It’s no secret that Latinas know how to hustle. The number of Latinx-owned businesses has increased 34% over the past 10 years, according to the Stanford Latino Entrepreneurship Initiative, but less than 2% of venture capital goes to Black and Latinx entrepreneurs, according to Black & Brown Founders. Since its creation in 2017, the organization has provided education and tools for these entrepreneurs to launch startups without relying on venture capital.
According to The National Center for Women & Information Technology, 26% of computing jobs in the U.S. were held by women in 2019, but only 2% were held by Latinas. In Google’s 2019 annual diversity report, the company saw an increase in new women hires at 34.9% in the U.S., but only 2.7% of the new hires were Latinas.
Black & Brown Founders is hosting the upcoming CHROMA, a virtual conference featuring over 50 U.S. and international Black and Latinx tech entrepreneurs, investors, and leaders who will share their experiences, knowledge, and strategies. You can attend virtually for free during the run of the conference from September 28 to October 2 when you register at chroma2020.com.
Luz Collective got inspiring insights from three of the entrepreneurs that will be speaking at CHROMA and we’re passing on their tips to you.
- Francesca Escoto
Founder and CEO of Brava Management Consulting Francesca Escoto has built her career as an entrepreneur in various industries from fitness to software. As a young-looking Latina in male-dominated industries, she found herself not being taken seriously.
“I learned that I had to bring my A-game every time,” Escoto told Luz Collective. “I had zero time to hide my brilliance in the workplace.”
Escoto’s passion is to help people make an impact in the world through innovation.
“When people create a business, they literally change the rules of the game and create a better world for themselves, their employees, their clients, and the communities where they operate,” Escoto said.
Some practical tips she wishes she knew when she was starting out are:
- Love is what matters most.
- You can do it all, just not at the same time.
- Not everything is worth doing perfectly. Sometimes “good enough” is good enough.
Francesca’s session, Founders & CEOs: How Are You Leading The Revolution?, is on Monday, September 28, at 10:30 a.m. PST.
- Lucy Flores
“The biggest drive I have is attempting to give to others, especially Latinas, what I never had throughout most of my career,” says Luz Creative’s CEO and co-founder Lucy Flores. “I needed Latina mentorship, Latina support (real support not BS words but no actions), and Latina role models, so that’s what I try to provide to others not just personally, but also through my digital media brand Luz Collective.”
Lucy shares what she wished she knew when she embarked on the CEO journey:
- Things don’t necessarily become easier, they just become different. When you’re constantly striving to improve and reach new heights, we think that things will be “easier.’ Some things do become easier, but because we’re always leveling up, we’re constantly coming up against new challenges. What was hard before becomes easy, and the new things are hard once again.

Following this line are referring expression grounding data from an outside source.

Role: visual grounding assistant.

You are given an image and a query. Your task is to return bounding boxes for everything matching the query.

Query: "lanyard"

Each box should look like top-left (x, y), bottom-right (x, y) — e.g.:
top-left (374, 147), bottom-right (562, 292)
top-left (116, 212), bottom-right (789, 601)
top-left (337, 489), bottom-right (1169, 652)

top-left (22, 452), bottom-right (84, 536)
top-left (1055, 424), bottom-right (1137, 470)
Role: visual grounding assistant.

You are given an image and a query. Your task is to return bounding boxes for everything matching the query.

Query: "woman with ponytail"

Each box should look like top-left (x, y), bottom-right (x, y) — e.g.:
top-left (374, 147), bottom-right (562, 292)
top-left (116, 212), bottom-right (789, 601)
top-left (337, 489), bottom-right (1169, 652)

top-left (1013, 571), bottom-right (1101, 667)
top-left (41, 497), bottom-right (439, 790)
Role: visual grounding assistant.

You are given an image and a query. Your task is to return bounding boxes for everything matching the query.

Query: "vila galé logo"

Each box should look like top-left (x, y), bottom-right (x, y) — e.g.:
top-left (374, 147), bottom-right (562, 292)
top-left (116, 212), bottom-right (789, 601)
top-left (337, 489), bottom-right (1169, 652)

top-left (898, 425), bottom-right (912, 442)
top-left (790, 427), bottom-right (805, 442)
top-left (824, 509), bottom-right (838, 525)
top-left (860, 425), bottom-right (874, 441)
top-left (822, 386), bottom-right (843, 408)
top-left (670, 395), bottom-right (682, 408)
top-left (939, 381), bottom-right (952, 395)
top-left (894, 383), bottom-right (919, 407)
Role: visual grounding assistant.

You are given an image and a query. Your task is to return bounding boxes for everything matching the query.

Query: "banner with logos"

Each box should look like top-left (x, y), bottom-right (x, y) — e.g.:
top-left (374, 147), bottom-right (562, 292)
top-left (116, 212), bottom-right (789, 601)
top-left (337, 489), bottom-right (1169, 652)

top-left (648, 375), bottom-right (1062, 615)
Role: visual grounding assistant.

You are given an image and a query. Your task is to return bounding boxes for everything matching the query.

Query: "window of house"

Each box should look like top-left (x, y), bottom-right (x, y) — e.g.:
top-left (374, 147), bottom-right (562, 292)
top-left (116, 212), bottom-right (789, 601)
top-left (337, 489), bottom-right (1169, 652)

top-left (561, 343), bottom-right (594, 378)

This cycle then repeats itself. This is OK. But just know that if you’re not a fan of constant challenge, entrepreneurship will probably be very difficult for you.

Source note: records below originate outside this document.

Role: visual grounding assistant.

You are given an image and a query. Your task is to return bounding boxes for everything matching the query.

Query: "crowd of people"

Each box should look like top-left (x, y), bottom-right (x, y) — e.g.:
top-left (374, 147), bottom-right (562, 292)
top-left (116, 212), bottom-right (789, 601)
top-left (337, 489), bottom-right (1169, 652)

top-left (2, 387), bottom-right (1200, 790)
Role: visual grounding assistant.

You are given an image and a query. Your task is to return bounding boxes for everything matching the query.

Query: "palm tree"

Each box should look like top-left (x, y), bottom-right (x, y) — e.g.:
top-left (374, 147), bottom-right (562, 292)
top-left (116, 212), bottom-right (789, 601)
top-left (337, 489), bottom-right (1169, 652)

- Learn to master your own pace and your own timeline. It’s so easy to get caught up on who is achieving what and at what pace. Everyone has their own journey and their own trajectory. Don’t let comparisons diminish your accomplishments. Focus on your own growth and as long as you know you are giving it your all, success and progress will come at the times that are right, and that are meant for you.

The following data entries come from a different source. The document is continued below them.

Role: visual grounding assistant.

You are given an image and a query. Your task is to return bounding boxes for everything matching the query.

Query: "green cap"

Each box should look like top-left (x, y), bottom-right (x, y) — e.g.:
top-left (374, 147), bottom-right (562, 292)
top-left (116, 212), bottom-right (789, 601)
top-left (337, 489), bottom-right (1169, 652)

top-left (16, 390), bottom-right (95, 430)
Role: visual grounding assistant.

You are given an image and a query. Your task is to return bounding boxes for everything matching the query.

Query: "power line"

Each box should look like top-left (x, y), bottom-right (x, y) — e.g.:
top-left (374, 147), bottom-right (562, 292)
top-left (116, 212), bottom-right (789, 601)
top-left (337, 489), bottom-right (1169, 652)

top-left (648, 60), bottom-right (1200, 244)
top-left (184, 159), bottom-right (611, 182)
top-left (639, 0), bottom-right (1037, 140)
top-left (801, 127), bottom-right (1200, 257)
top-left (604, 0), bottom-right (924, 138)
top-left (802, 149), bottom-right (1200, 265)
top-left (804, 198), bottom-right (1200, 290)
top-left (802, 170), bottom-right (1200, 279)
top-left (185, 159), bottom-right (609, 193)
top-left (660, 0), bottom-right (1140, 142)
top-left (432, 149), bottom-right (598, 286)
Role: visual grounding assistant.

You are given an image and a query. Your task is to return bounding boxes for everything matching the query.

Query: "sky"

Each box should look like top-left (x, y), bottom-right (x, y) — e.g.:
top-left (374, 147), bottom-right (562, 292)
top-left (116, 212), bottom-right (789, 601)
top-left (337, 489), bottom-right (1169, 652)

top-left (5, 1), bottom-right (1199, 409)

- No matter what state you live in, you will spend an inordinate amount of time on administrative functions like city, state and federal requirements and rules. Don’t get lazy with this. Being mad at how archaic government red tape is won’t make it go away and if you get behind or miss a filing or don’t respond to an inquiry not only do you potentially risk wasting money on fines, but you waste extra time trying to clear everything up. Don’t be lazy. It will cost you.
Catch Lucy’s session Beauty + Tech = Opportunity, on Wednesday, September 30, at 9:30 a.m. PST.
- Carmen Palafox
To overcome obstacles in her career in investment management, Carmen Palafox uses the mindset that snowboarders and cyclists use to ride through trees or cars respectively.
“I’ve learned to focus on where I want to go, the open space, and find gaps that are wide enough to get through,” Palafox told Luz Collective. “In those activities, if you focus on obstacles you will crash and burn.”
Palafox, a Managing Partner for MiLA Capital, invests in pre-seed and seed stage tech startups through a venture capital fund. She loves investing in founders that are mission-driven and can lead through good and bad times.
“I thrive on helping startups get to that next mile marker,” Palafox said.
Here are some practical tips she wishes she knew when she was starting out:
- Spend cash wisely based on what you value the most. “I’m constrained by capital and time but will never sacrifice quality or ethics when I engage with partners or platforms.”
- Find a community that you trust and one that balances give and take.
- Consume media from diverse authors. A few suggestions include Luz Collective, LatinxVCs, anyone from Visionary Voices.
- Play offline.
- Invest in gear to work from home.
Carmen’s talk, Raising Pre-Seed and Seed from Venture Capitalists, is on Thursday, October 1, at 11 a.m. PST.